Prologue

Alright so, Motion Planning Network (MPN) and Motion Planning Transformer (MPT), this was actually a topic assigned to me for exploration (maybe I’ll share more about this in the future), not really my own motivation, so I researched them, and I do believe I have interesting findings for this post.

But first, the mandatory stuff, which is reading the papers, extracting insights, good old literature review. In this post, I will be covering the MPNet paper: Motion Planning Networks, Qureshi et al., 2019.

I will link the Motion Planning Transformers post here (coming soon).

I also recently setup Obsidian to try out this paper review workflow, this post was originally drafted in Obsidian, so the formatting might be a bit different from my usual posts.


Table of Content

Block

1. Recap

Motion planning is one of the main pillars for modern robotics. Such algorithms however, increases exponentially in complexity as dimensionality of the problem increases.
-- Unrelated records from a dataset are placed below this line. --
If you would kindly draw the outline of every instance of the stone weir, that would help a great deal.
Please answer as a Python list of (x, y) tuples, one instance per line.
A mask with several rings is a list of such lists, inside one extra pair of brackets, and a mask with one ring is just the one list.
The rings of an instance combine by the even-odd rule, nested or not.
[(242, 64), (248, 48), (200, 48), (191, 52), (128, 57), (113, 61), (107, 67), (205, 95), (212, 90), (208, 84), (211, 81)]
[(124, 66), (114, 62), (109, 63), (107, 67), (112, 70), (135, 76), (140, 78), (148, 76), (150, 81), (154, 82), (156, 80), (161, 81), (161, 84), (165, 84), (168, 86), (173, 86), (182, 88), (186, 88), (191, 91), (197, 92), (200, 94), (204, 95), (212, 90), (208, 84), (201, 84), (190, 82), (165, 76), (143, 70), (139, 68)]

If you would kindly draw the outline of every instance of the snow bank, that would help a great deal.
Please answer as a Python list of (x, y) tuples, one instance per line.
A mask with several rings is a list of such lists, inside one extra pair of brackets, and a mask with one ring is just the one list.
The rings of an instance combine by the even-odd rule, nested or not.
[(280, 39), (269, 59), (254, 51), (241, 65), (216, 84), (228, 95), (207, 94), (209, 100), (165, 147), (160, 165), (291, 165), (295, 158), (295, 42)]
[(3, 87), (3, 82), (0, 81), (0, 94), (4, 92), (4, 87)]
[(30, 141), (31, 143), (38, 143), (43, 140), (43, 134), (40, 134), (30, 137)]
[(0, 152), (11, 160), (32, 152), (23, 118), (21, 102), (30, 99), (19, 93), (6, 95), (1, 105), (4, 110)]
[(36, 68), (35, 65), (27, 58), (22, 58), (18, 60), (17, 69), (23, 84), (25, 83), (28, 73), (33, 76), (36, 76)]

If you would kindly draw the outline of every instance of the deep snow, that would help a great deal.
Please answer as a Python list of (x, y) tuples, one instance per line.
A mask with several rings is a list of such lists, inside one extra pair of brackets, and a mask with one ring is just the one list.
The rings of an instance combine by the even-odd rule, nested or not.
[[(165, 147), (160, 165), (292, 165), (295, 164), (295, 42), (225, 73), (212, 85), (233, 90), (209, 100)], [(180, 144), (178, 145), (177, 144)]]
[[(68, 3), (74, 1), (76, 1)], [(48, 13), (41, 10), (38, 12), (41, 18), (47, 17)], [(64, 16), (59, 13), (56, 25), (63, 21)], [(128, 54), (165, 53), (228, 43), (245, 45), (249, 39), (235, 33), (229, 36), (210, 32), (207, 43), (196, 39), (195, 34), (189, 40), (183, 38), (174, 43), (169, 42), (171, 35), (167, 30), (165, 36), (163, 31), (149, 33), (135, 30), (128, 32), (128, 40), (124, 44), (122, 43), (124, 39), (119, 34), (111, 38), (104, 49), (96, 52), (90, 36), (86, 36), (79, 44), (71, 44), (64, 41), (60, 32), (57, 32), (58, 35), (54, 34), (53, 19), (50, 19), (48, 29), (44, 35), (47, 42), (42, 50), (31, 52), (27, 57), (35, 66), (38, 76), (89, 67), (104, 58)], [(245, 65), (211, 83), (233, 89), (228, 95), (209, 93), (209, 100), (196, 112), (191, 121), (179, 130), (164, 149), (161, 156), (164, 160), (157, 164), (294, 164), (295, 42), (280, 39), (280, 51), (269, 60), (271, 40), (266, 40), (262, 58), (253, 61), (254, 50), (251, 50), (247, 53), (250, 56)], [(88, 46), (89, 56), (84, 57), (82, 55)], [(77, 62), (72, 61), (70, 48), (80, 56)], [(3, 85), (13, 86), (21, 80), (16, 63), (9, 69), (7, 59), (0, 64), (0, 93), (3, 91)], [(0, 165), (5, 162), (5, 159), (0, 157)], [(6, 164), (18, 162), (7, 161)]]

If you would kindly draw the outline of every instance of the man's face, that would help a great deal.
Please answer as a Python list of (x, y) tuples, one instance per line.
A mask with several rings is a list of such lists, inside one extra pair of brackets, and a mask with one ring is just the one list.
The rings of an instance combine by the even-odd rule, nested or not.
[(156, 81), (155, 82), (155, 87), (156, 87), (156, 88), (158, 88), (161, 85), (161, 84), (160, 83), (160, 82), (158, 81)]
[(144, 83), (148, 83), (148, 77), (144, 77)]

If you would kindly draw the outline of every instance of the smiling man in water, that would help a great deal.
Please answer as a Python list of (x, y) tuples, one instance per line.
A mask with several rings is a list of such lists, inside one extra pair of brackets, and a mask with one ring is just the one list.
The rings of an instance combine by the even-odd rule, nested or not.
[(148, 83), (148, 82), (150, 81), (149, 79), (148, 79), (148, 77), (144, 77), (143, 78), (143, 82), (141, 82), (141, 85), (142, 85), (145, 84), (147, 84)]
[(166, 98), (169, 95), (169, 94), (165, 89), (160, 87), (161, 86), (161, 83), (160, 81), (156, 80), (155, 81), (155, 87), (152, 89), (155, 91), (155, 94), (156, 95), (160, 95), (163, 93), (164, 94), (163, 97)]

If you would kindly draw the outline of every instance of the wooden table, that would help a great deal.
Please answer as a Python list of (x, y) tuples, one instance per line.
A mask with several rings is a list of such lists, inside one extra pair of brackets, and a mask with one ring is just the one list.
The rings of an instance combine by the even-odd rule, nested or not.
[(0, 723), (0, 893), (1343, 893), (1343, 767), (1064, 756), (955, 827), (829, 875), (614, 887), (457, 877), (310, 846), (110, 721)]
The team proposed a neural-network based framework called MPNet to tackle the problem. They tested it on various 2D and 3D environments, everything from a simple point-mass robot in a 2D random forrest to a 7DOF Baxter robot.

Baxter robot figure 1

MPNet is essentially: 1 contrative autoencoders (ENet) feeding into a dense deep neural network (PNet). They train these 2 nets separately by generating synthetic workspaces, ENet is trained with reconstruction loss, while PNet is trained with MSE loss.
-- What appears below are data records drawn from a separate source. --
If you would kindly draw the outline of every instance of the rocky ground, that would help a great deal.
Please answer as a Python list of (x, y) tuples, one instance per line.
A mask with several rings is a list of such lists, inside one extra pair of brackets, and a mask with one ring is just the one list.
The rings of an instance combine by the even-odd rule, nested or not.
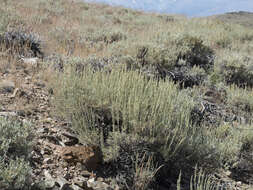
[(92, 172), (102, 163), (101, 151), (80, 144), (69, 123), (52, 116), (52, 89), (37, 66), (17, 62), (0, 75), (0, 116), (34, 129), (32, 189), (112, 189)]

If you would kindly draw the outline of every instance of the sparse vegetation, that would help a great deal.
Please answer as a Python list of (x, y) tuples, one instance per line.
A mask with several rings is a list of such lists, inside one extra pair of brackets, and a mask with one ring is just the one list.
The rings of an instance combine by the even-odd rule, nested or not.
[[(68, 0), (0, 5), (1, 52), (43, 58), (54, 115), (103, 150), (121, 189), (229, 189), (214, 174), (252, 163), (252, 29)], [(1, 126), (0, 188), (23, 188), (29, 128)]]
[(31, 129), (0, 117), (0, 188), (28, 188)]

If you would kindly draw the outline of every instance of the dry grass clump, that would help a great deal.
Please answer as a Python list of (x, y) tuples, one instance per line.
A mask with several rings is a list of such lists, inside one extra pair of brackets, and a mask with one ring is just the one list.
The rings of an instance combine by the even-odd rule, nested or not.
[(251, 119), (253, 114), (253, 91), (233, 85), (227, 89), (227, 104), (234, 107), (234, 111), (238, 115), (243, 113), (244, 117)]
[(253, 86), (253, 59), (251, 56), (225, 51), (216, 58), (216, 74), (227, 84), (239, 87)]
[(27, 124), (0, 118), (0, 188), (27, 188), (31, 130)]

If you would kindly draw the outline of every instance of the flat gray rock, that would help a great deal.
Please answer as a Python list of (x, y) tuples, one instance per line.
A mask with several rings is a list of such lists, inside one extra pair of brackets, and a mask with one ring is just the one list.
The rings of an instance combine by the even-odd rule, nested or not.
[(3, 80), (0, 81), (0, 93), (7, 94), (13, 93), (15, 84), (12, 81)]

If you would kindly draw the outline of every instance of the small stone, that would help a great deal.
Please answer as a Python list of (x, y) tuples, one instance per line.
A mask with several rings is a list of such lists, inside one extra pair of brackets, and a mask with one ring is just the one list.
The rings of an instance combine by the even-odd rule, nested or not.
[(102, 151), (97, 146), (69, 146), (62, 147), (60, 157), (70, 165), (82, 163), (90, 171), (103, 162)]
[(225, 174), (226, 174), (226, 176), (230, 176), (231, 175), (231, 171), (228, 170), (228, 171), (225, 172)]
[(94, 190), (109, 190), (110, 186), (104, 182), (95, 181), (95, 178), (91, 178), (87, 181), (87, 186)]
[(90, 176), (91, 176), (91, 173), (90, 173), (89, 171), (87, 171), (87, 170), (84, 170), (84, 171), (81, 171), (81, 175), (82, 175), (83, 177), (90, 177)]
[(242, 182), (241, 182), (241, 181), (237, 181), (237, 182), (236, 182), (236, 186), (237, 186), (237, 187), (240, 187), (241, 185), (242, 185)]
[(45, 158), (45, 159), (43, 160), (43, 162), (46, 163), (46, 164), (52, 164), (52, 163), (53, 163), (53, 160), (52, 160), (51, 158)]
[(13, 93), (14, 89), (14, 82), (6, 80), (0, 82), (0, 93)]
[(97, 178), (97, 181), (103, 182), (103, 181), (104, 181), (104, 178), (98, 177), (98, 178)]

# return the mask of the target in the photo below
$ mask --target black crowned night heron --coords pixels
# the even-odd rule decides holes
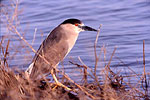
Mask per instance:
[[[40,74],[53,73],[53,69],[62,61],[73,48],[79,32],[97,31],[91,27],[85,26],[78,19],[67,19],[58,25],[40,45],[32,63],[26,72],[31,79],[37,79]],[[45,62],[44,57],[49,64]],[[56,83],[55,75],[52,75]]]

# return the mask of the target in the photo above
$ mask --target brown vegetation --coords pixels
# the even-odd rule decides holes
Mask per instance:
[[[2,5],[1,5],[2,6]],[[6,28],[9,32],[16,34],[21,40],[21,45],[27,45],[34,53],[36,51],[26,41],[18,30],[18,2],[15,2],[10,6],[11,14],[6,13],[7,6],[3,5],[3,23],[6,24]],[[12,8],[11,8],[12,7]],[[116,48],[110,56],[109,62],[102,68],[101,79],[97,76],[97,67],[99,62],[99,55],[101,52],[106,53],[106,48],[102,47],[99,54],[97,54],[96,45],[98,41],[100,31],[97,34],[94,51],[95,51],[95,68],[94,70],[89,68],[79,58],[81,64],[70,61],[72,65],[77,66],[82,70],[81,83],[75,83],[70,79],[63,71],[56,69],[57,73],[61,74],[61,83],[71,88],[71,91],[67,91],[63,87],[56,86],[54,82],[51,82],[49,77],[43,77],[40,80],[30,80],[29,77],[21,70],[14,70],[9,67],[7,57],[9,56],[10,41],[8,37],[1,39],[0,41],[0,100],[150,100],[150,73],[145,71],[145,41],[143,41],[143,74],[136,74],[132,70],[132,75],[122,76],[120,72],[115,73],[111,70],[110,64],[114,57]],[[5,41],[5,42],[4,42]],[[15,56],[15,55],[14,55]],[[44,57],[43,57],[44,59]],[[123,63],[123,61],[120,61]],[[48,63],[48,62],[47,62]],[[124,64],[124,66],[126,66]],[[90,73],[89,73],[90,72]],[[93,82],[88,82],[90,77]],[[139,77],[139,82],[132,84],[130,81],[124,81],[124,78],[136,78]]]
For the Baxter robot case, interestingly they trained the entire ENet -> PNet end-to-end with MSE loss and a shallower PNet. For ENet, they also ditched the Decoder, its a 4 layers DNN, kinda weird seeing a 4L DNN feeding into a 9L DNN but oh well.

It did worked out well for them, they state MPNet’s computation time is at least 20x faster against traditional Sampling-based Motion Planners (SMP).

MPNet doodle

My personal take is that, this paper feels kinda shaky. It feels like they run into some sort of roadblock with the Baxter robot setup (lets refer to this as Baxter MPNet) and the deadline was closing up or something.

They don’t really make justification for changing the architecture and training strategy, and their results showcase for the Baxter case is just a few lines at the end of the results section instead of a more thorough A/B/n test like they did with their base MPNet.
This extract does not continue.